Print This Page

Unser Mitwirken beim Schlossfest auf Lauenstein am 11. 09. 2016

Im Schatten des Geisingberges

Historisches Mittelalter- Schlossfest in Lauenstein im Müglitztal

Gern sind wir bisher das Müglitztal hinauf gefahren, wenn wir zu einem Event nach Schloss Lauenstein gerufen wurden. Der TDB hat das schon mehrere Jahre am Reformationstag so gehalten. Heuer müssen wir am 31.10. darauf verzichten, - da 2017 im Luther- Jahr, mit größerem Aufwand des Reformators, auch hier in Lauenstein, gedacht wird. 
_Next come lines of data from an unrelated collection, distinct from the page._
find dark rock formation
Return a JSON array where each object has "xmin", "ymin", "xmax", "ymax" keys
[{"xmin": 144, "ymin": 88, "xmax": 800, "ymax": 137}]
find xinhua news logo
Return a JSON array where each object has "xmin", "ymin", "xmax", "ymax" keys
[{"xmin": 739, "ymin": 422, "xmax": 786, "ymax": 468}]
Stattdessen folgten wir der (sehr) kurzfristigen Einladung zum Schlossfest, welches in den Vorjahren schon hier am „Tag des offenen Denkmals“ stattgefunden hat. Uns erwartete ein reines Mittelalterspektakel, bei dem wir eigentlich nicht so recht dazu passen wollten. Wir kamen uns daher auch recht verlassen vor. Hexe Wilma hatte uns zwar ganz lieb begrüßt, ohne dass der Kurfürst (Werner POHLE) und sein Hofstaat dem Publikum vorgestellt wurden wären. Dabei hätte schon das einen interessanten Programmpunkt für die Besucher gegeben. Da hieß es, gute „Miene zu bösem Spiel“ und wir hielten es mit unseren >>Drei Mädels<< (Kerstin DANIEL und Freundinnen) die als Eiszeitmenschen, - dick bepelzt (bei >30°C), sich ihren hintergründigen Humor nicht nehmen ließen. 

Gegen Mittag reihten wir uns hinter einem Mittelalter- Trommler zu kleinem Rundgang ein. Auch eine historische Modenschau gab es, - leider teilweise nicht stilecht. Gut getroffene Töne gab es beim Konzert vom „Männergesangsvereins Lauenstein/Geising.“

Am frühen Nachmittag waren wir als Barocktänzer gefordert, - unter den gegebenen Umständen eher überfordert. Der Rezensent tanzte den Gassentanz mit. Leider wurde dieser von Mittänzern nicht beherrscht; oder war es eher die schottrige Hanglage, die schwer beherrschbar war? Oder die beiden Pferde, die sich zwischen uns drängten und offenbar mittanzen wollten? Wir hätten diesen Auftritt, unter den gegebenen Umständen, ablehnen (oder abbrechen) sollen. Der Verfasser dieser Zeilen wird sich jedenfalls derartiges künftig verkneifen.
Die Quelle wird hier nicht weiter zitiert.